Descendió por las escaleras, cruzó el hall y entró en el comedor. Esbozó una gentil sonrisa y saludó con voz suave a los caballeros. No tenía apetito, así que jugueteó con un trozo de pan con mantequilla, fingiendo que comía.

—¿No tenéis hambre, lady Maude? —bramó Enrique. Sus ojos la analizaban sagaces mientras se servía generosamente de una fuente de anguilas estofadas—. Vuestro tutor cuenta con espléndidos manjares.

Miranda sonrió ligeramente. El duque tenía la boca manchada de grasa de añojo pero, aunque parezca extraño, no resultaba desagradable, sino acorde con el poder de su presencia física. El jubón, ajustado en los hombros, parecía apretarle el pecho como si la ropa no pudiese contenerle. No era un hombre con hábitos de cortesano, era, como había dicho, un soldado tosco, más feliz en el campo de batalla que charlando amigablemente en un comedor elegante.

—No suelo tener mucho apetito por las mañanas, excelencia —dijo.

—Nos vamos de cacería a Richmond. ¿Os gustaría acompañarnos?

Miranda negó con la cabeza. —No me gusta la caza, señor.

Enrique frunció el ceño y sus caballeros se percataron de su enojo. El rey no podía pasar un día ocioso encerrado o alrededor de la casa, pero había venido a cortejar a lady Maude y si salía de cacería sin ella las cosas no avanzarían.

—Volveremos antes de la cena —dijo Gareth.

—Pero la reina nos ha invitado a cenar en palacio —farfulló Enrique, clavando el cuchillo en un trozo de pan y llevándoselo a la boca.

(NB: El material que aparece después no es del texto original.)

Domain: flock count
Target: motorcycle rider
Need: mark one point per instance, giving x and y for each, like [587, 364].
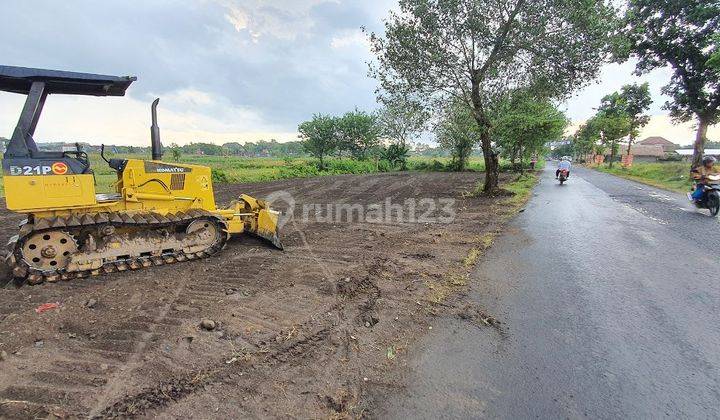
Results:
[700, 174]
[563, 164]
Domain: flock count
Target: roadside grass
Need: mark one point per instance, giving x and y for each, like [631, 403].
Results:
[457, 278]
[235, 169]
[673, 176]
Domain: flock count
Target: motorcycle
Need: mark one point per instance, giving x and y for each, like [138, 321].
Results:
[711, 198]
[562, 176]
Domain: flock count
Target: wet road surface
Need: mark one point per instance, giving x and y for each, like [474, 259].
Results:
[610, 309]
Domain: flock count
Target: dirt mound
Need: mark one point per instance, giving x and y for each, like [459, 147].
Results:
[306, 332]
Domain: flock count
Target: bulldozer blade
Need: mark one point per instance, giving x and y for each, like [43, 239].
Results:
[273, 238]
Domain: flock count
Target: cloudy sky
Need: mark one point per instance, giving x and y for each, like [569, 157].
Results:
[225, 70]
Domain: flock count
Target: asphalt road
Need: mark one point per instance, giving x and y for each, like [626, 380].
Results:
[610, 309]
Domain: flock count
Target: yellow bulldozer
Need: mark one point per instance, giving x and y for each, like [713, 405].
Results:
[159, 213]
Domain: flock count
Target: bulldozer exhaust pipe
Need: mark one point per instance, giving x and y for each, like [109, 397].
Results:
[157, 151]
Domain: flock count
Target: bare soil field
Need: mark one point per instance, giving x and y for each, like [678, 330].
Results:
[317, 330]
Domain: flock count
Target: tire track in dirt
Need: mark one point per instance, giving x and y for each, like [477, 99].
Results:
[307, 317]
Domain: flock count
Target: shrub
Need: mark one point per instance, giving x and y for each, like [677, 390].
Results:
[219, 176]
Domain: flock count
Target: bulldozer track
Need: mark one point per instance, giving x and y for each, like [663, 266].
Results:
[146, 221]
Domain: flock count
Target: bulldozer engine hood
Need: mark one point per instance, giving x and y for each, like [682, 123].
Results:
[34, 167]
[163, 168]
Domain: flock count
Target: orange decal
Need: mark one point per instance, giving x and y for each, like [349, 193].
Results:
[59, 168]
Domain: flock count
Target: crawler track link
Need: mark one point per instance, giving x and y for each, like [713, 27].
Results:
[78, 226]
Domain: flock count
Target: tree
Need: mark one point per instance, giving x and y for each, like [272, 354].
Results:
[401, 119]
[523, 124]
[176, 151]
[612, 122]
[680, 34]
[359, 132]
[585, 140]
[635, 100]
[474, 51]
[396, 154]
[458, 133]
[319, 136]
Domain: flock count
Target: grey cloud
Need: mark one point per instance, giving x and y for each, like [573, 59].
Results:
[174, 45]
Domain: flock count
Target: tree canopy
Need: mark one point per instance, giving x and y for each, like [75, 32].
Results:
[683, 35]
[474, 51]
[523, 124]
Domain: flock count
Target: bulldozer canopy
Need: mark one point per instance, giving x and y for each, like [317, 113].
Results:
[20, 79]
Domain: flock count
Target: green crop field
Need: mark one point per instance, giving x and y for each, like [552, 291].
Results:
[241, 169]
[674, 176]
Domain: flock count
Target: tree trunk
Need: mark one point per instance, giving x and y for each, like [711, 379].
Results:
[700, 139]
[631, 139]
[491, 163]
[491, 160]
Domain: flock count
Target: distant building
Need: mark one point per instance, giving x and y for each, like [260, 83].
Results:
[646, 152]
[687, 153]
[666, 144]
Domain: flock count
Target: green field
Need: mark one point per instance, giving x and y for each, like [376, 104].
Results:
[241, 169]
[674, 176]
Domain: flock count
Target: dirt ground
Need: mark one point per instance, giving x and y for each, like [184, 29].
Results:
[317, 330]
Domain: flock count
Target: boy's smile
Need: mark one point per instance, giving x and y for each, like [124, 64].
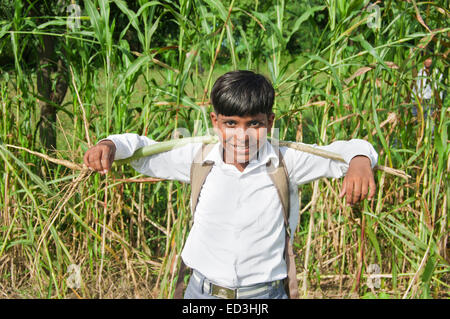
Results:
[241, 136]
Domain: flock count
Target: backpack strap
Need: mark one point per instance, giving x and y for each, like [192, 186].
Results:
[199, 172]
[280, 179]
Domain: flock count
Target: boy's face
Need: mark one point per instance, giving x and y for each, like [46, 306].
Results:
[241, 136]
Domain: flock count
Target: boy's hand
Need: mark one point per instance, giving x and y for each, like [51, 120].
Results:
[101, 156]
[358, 180]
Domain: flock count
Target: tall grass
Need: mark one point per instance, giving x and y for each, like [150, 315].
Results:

—He pensado que en lugar de eso, podría pedirle a la reina que aceptase cenar en mi casa —dijo Gareth.

—¿Y Su Majestad aceptará? —a Enrique se le fue pasando el enfado.

—Creo que sí—dijo Gareth con una de sus sonrisas sardónicas. La reina nunca se mostraba reacia a aceptar invitaciones que le ahorrasen los gastos derivados de tener invitados a palacio—. Enviaré inmediatamente a mi heraldo con la invitación —se levantó, hizo una reverencia y salió.

Enrique se mostró más alegre. Pensaba en lady Maude, en que podía enseñarle a montar, ya que no le parecía una timorata. Ella levantó la vista, como si fuese consciente de que él la miraba. Quedó asombrado por la belleza de sus ojos. Tenía las manos sobre la mesa y el brazalete le brillaba en la muñeca. Con una ligera sonrisa, giró la cabeza para contestar a una pregunta de lord Magret y la blanca columna de su cuello de cisne sumió a Enrique en el deseo de besarle en la nuca, de posar sus labios en el pulso de su garganta.

La pupila de lord Harcourt era tal y como prometía el retrato y además una espléndida alianza para el rey de Francia. Se acordó de la risa que escuchó tras su puerta la noche anterior. Una risa sana y feliz, que prometía muchísimo a un hombre ávido como él.

Levantó la jarra de aguamiel y una sonrisa revoloteó por sus labios refulgentes.

—Tengo una idea mejor que la de ir de caza, milady. Iremos al río, vos y yo. Hace un día espléndido y el sol se refleja en el agua. Así tendremos tiempo de conocernos mejor. ¿Qué os parece, Harcourt? —le hizo grandes gestos al conde, que acababa de regresar a la habitación—. Una excursión al río con vuestra pupila. ¿Nos concedéis vuestro permiso?

—Con mucho gusto, excelencia —respondió Gareth.